The horseman nods impatiently.

“You invented Chimera to sort us,” says Miguel. This isn't a question, he knows it. He's told the world already. But he wants to see Blake tell the truth for once.

“We did. Our superiors needed more results, and technology makes things faster, you know. Automates the process.”

“Your superiors—”

“We don't call them by any of the same names you do, but the base of every story, good and evil, is correct. Those are hard to hide.”

“Story,” says Leah. “The Storyteller, the story mode of the game. The twelve labors, that's a story. And death, at the end, is a kind of immortality.”

Miguel stares at her, impressed. It isn't the first time he's marveled at her ability to make connections.

“Story is important,” says Lucius. “Story is what defines people, story and memory. You know that as well as anyone. Besides, some of them are funny.”

“You think this is some kind of joke?” Miguel can feel the anger radiating off Nick, silently begs for him to calm down. If this all goes to, ha, hell, he won't get the rest of the answers he wants.

“When you've been alive as long as we have, you'll look for amusement anywhere. Trust me on that.”

Miguel doesn't trust them on anything. Blake can read his mind, shrugs. A “fair point” kind of shrug. The weapon in the horseman's hand twitches.

“So why did you pretend you were helping the planet? Humans? All the biomech, saving us. Why make us think we were going to survive?”

“Because the easiest way to go about our business unsuspected was to make it look that way. And because we had things we needed to test.”

“Like the horses.”

“Not only them, but we needed to see how they moved, behaved, yes. Animals are more difficult than people, more unpredictable. Our first experiments with them were dismal failures, but we wanted them. They're one of the best parts of the story, any story. Not to mention that they are known, identifiable, effective. When people see them, see what they do, they will know what's happening. Powerless to stop it, of course, but they'll know.”

“War, famine, pestilence, death. All the things you need to bring about the end of the world.”

“Yes,” agrees Blake, “and this is the most important thing: all things that humanity
does to itself.
What we can do to you is nothing, and I do mean nothing, compared with what you have
always done to one another. But it is time for all that to end.”

“Any more questions?” asks the dark horseman. “I have a duty to perform, and then I must join my fellows.”
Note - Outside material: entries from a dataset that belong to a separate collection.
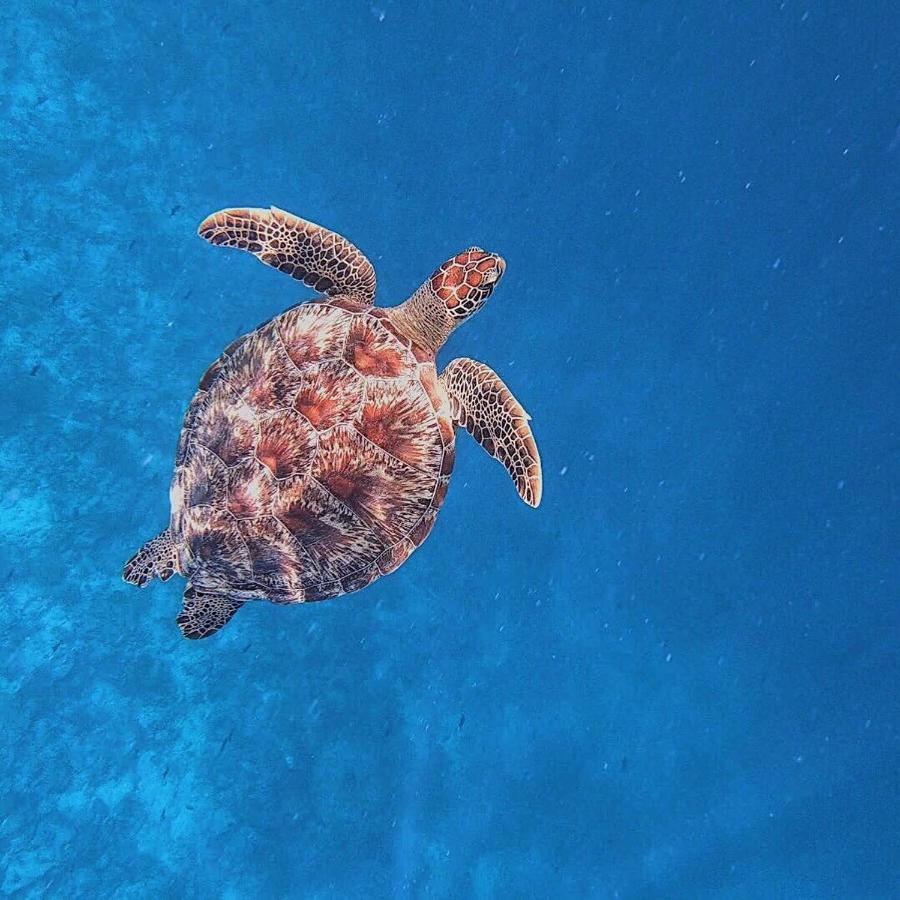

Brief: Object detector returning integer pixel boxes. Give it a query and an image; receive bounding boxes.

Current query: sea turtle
[124,207,541,638]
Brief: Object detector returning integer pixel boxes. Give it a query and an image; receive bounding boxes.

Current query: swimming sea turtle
[124,208,541,638]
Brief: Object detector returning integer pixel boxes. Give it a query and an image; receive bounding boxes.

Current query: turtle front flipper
[175,584,244,641]
[197,206,375,306]
[122,528,178,587]
[441,357,543,506]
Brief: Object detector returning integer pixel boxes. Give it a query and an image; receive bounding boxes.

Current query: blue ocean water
[0,0,900,898]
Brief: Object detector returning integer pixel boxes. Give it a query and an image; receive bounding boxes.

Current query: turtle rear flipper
[175,584,244,641]
[122,528,178,587]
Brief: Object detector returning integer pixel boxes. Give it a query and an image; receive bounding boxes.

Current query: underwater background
[0,0,900,898]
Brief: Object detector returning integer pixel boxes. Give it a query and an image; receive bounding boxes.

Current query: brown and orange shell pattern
[171,297,454,603]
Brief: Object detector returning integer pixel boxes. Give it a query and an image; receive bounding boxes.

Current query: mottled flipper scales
[197,206,375,306]
[122,528,178,587]
[175,584,244,641]
[441,357,543,506]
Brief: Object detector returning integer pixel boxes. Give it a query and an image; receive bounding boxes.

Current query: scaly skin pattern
[170,296,455,603]
[440,357,543,506]
[198,206,375,305]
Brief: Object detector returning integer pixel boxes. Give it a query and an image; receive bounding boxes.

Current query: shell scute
[357,378,443,472]
[273,303,352,368]
[344,316,412,378]
[312,427,434,543]
[294,360,365,431]
[256,409,316,479]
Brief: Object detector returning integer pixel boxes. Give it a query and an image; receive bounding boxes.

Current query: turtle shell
[171,298,454,603]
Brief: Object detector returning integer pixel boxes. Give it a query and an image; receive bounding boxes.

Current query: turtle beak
[484,253,506,285]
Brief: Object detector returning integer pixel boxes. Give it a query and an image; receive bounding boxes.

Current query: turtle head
[428,247,506,322]
[388,247,506,354]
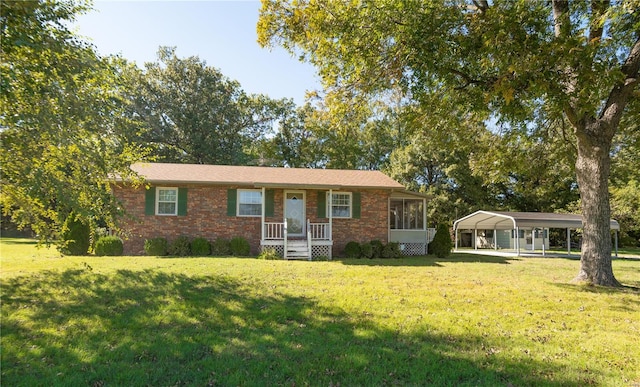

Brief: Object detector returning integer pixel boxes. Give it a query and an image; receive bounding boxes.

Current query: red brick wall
[114,185,389,255]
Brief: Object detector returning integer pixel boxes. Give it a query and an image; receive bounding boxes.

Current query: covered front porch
[260,187,334,260]
[260,219,333,260]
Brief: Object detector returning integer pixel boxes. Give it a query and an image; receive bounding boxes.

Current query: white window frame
[326,191,353,219]
[156,187,178,216]
[389,197,427,231]
[236,189,264,218]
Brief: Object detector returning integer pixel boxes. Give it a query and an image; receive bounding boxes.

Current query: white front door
[284,191,306,236]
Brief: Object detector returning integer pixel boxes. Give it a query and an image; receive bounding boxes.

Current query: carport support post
[516,227,520,257]
[473,228,478,250]
[493,227,498,251]
[452,228,458,251]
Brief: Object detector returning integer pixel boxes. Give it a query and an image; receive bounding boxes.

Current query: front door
[284,191,306,237]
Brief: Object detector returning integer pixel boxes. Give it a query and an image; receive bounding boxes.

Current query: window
[238,189,262,216]
[156,187,178,215]
[327,192,351,218]
[389,199,424,230]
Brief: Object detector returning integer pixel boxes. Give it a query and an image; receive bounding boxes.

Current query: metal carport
[453,211,620,256]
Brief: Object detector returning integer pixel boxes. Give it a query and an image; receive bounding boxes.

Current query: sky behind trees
[73,1,319,105]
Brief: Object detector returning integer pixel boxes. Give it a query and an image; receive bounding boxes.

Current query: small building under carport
[453,211,620,256]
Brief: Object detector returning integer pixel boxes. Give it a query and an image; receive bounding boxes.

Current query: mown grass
[0,239,640,386]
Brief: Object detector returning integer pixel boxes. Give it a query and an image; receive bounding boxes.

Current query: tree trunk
[574,120,620,286]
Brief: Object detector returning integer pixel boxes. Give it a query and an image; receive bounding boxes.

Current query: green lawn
[0,239,640,386]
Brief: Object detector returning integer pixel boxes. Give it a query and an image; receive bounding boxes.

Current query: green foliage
[369,239,384,258]
[360,242,373,259]
[0,0,146,241]
[610,180,640,246]
[344,241,360,258]
[257,0,640,286]
[191,237,211,257]
[429,223,452,258]
[211,238,231,257]
[128,47,290,165]
[60,213,91,255]
[167,236,191,257]
[95,236,124,256]
[144,237,167,256]
[229,237,251,257]
[382,242,402,258]
[258,248,282,260]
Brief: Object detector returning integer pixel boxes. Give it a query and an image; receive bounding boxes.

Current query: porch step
[286,240,309,259]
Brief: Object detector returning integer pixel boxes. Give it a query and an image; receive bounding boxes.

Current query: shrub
[95,236,124,256]
[59,213,91,255]
[191,238,211,257]
[211,238,231,256]
[167,236,191,257]
[382,242,402,258]
[369,239,384,258]
[344,241,360,258]
[144,238,167,256]
[229,237,251,257]
[360,243,373,259]
[258,248,282,260]
[429,224,452,258]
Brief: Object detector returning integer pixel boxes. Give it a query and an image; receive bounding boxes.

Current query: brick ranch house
[113,163,433,259]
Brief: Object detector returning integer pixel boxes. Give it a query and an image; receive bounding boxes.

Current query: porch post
[531,228,538,252]
[260,187,267,244]
[327,188,333,242]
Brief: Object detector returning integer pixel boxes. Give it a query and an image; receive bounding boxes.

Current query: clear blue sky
[73,0,320,105]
So many more. But he knows he's not going to get the chance to ask them all.

Unless . . .

He won't take their side, either of them, but for now he wants them alive, and they have—albeit indirectly—spent years teaching him to defeat monsters. With four people to help him. Years teaching him to defend himself with weapons that just appear in his hands.

Years showing him heaven and hell and the world they have set out to destroy. They're not very creative, but maybe that's a good thing here.

The horseman advances on Blake and Lucius. It's saying something too softly for Miguel to hear, though he's sure Leah can. He can speak with silence, he hopes.